Lo studio è stato progettato da Neurofactor, società olandese specializzata in neuroscienze, già nota per aver registrato l’attività cerebrale di paracadutisti in caduta libera, di piloti al volante di una McLaren e persino dei visitatori del Mauritshuis mentre osservavano il capolavoro 'Ragazza con l’orecchino di perla' di Vermeer. Misurare il cervello di un ciclista durante una pedalata rappresentava però una sfida ancora più complessa: il cervello in movimento produce molti "disturbi" nei segnali e il cosiddetto ride feel è, per sua natura, un’esperienza difficile da descrivere a parole.

L’idea è nata da Pilot – Titanium Bicycles, piccolo costruttore olandese che da oltre dieci anni realizza biciclette in titanio su misura. Nel mondo di Pilot il feeling di guida è un tema quotidiano, ma sempre affrontato in termini soggettivi. L'azienda ha quindi deciso di capire se fosse possibile misurarlo in modo oggettivo, affidando però completamente protocollo sperimentale, analisi e interpretazione dei dati ai ricercatori di Neurofactor, senza alcuna influenza sui risultati.

Una precedente ricerca aveva già acceso la curiosità. Attraverso uno studio sulle associazioni inconsce, Neurofactor aveva scoperto che molti appassionati di gravel collegavano inconsciamente il carbonio a concetti come fragilità e rischio di rottura, mentre il titanio veniva percepito dal cervello come un materiale praticamente indistruttibile. La domanda era quindi inevitabile: queste aspettative inconsce si sarebbero riflesse anche durante la guida? La risposta è stata sorprendente.

Secondo il principale parametro analizzato, il cervello si è comportato esattamente allo stesso modo sia sulla bici in carbonio sia su quella in titanio. I ricercatori hanno verificato e ricalcolato i dati in diversi modi, ma il risultato è rimasto invariato. Nemmeno il celebre effetto "tappeto volante" spesso attribuito al titanio è emerso nelle registrazioni cerebrali.

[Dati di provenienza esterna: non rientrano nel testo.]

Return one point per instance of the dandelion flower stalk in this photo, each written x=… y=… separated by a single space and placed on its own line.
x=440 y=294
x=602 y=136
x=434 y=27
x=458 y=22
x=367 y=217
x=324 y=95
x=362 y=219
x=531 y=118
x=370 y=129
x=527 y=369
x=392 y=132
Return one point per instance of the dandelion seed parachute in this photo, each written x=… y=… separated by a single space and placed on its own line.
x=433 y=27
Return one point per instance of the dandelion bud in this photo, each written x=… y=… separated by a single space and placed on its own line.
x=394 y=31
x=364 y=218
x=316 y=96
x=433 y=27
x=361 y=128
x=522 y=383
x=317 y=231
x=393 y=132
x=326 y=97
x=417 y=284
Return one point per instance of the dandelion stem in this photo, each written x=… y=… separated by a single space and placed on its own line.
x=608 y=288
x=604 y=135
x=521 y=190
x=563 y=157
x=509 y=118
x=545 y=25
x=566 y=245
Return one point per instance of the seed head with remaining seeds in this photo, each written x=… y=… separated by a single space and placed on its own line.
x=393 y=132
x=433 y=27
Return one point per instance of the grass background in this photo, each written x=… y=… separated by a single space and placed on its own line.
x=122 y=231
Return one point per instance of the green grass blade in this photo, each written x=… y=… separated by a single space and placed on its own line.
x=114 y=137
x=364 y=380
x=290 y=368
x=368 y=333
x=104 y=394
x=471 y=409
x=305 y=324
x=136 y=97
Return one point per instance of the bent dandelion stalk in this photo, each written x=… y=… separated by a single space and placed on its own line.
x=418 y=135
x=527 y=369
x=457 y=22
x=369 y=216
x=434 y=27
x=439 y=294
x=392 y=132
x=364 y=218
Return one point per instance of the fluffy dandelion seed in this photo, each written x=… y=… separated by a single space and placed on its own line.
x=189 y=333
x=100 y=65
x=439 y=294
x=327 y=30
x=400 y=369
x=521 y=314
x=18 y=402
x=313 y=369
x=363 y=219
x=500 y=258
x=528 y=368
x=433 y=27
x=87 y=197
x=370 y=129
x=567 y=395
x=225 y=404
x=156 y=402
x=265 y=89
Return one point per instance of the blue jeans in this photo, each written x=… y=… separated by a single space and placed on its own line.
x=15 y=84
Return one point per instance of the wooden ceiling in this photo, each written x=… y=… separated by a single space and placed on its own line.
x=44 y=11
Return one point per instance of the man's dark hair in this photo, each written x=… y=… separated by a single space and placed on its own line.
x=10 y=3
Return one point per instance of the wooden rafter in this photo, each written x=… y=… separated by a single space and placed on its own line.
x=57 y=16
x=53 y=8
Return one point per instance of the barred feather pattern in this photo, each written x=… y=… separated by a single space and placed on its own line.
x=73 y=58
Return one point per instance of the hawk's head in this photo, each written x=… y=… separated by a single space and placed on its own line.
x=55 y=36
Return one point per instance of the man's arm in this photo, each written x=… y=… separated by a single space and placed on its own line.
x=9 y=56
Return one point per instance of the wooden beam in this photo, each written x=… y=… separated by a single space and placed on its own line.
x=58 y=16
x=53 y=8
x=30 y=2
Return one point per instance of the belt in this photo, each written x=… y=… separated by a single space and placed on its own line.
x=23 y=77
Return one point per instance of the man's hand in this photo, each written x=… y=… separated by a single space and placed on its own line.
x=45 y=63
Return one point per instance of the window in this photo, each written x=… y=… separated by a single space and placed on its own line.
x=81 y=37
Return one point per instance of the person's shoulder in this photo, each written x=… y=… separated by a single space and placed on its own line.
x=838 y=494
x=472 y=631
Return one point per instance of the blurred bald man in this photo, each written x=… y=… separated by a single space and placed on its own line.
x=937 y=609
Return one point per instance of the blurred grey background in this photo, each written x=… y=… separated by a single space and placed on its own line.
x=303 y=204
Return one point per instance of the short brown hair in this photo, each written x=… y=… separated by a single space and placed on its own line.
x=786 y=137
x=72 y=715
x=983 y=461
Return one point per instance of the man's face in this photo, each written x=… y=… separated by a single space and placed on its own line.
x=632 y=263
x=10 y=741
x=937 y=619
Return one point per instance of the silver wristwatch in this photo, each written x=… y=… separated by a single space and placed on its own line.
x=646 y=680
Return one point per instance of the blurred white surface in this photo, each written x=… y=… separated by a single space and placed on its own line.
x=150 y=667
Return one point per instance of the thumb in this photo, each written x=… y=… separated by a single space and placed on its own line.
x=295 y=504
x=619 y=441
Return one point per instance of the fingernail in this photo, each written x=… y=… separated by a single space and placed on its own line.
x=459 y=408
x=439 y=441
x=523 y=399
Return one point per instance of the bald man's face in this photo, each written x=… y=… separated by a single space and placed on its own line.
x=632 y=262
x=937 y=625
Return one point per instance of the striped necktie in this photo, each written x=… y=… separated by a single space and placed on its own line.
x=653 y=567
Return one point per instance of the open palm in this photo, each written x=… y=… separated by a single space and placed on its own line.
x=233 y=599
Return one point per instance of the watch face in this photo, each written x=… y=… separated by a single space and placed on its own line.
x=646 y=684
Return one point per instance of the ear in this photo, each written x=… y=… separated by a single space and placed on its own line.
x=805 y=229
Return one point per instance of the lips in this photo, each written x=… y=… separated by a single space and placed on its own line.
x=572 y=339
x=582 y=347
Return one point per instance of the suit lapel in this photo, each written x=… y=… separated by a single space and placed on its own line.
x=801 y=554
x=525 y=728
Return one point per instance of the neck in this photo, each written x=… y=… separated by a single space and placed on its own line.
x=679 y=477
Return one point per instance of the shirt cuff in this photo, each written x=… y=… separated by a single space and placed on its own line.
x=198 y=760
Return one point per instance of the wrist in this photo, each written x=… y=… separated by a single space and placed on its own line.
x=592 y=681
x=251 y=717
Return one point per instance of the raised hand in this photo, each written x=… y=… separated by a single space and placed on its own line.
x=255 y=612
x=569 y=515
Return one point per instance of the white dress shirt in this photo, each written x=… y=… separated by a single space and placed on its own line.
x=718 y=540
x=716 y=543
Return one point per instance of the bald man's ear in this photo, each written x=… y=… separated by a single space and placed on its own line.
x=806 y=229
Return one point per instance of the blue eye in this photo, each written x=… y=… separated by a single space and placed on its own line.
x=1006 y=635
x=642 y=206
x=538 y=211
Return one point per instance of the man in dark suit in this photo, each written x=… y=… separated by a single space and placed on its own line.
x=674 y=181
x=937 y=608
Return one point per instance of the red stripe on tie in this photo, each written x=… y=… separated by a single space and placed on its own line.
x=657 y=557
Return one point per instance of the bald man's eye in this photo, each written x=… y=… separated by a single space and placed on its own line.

«Siamo partiti alla ricerca di una differenza tra titanio e carbonio e non l'abbiamo trovata», spiega il responsabile della ricerca Martijn den Otter. «Non è un fallimento, ma una risposta onesta. Le differenze tra i singoli ciclisti erano di gran lunga superiori a quelle tra le biciclette. Il feeling di guida appartiene soprattutto al ciclista.»

Ed è forse proprio questa la conclusione più interessante dello studio. Non significa che il telaio non conti, ma che l'esperienza di guida dipende soprattutto dalla persona: dalla sua condizione fisica, dalle sensazioni del momento, dalle aspettative e dal modo in cui interpreta ciò che sta vivendo. I dati suggeriscono che ogni ciclista percepisce una bicicletta in maniera profondamente personale.

Per Pilot il risultato rappresenta quasi un regalo inatteso. «Abbiamo posto questa domanda perché volevamo conoscere la risposta, non perché cercassimo una conferma delle nostre convinzioni», racconta il fondatore Pieter van der Marel. «Un risultato che non evidenzia differenze ha per noi lo stesso valore di uno che le dimostra. E, in fondo, questa conclusione ci piace: se il feeling nasce soprattutto dal ciclista, allora costruire ogni bicicletta su misura per una persona specifica è ancora più sensato.»

Lo studio lascia comunque aperta una pista molto interessante. Nel tratto più tecnico del percorso, i ciclisti in sella alla bici in titanio hanno mostrato un'attività cerebrale compatibile con una minore tensione muscolare e una guida più rilassata, facendo registrare anche tempi leggermente migliori. Si tratta di un segnale ancora debole, limitato a quella sola sezione del circuito e non sufficiente per trarre conclusioni definitive, ma abbastanza promettente da meritare ulteriori approfondimenti. La domanda, dunque, cambia prospettiva. Non più: il titanio è più comodo? Ma piuttosto: il cervello deve lavorare meno per controllarlo?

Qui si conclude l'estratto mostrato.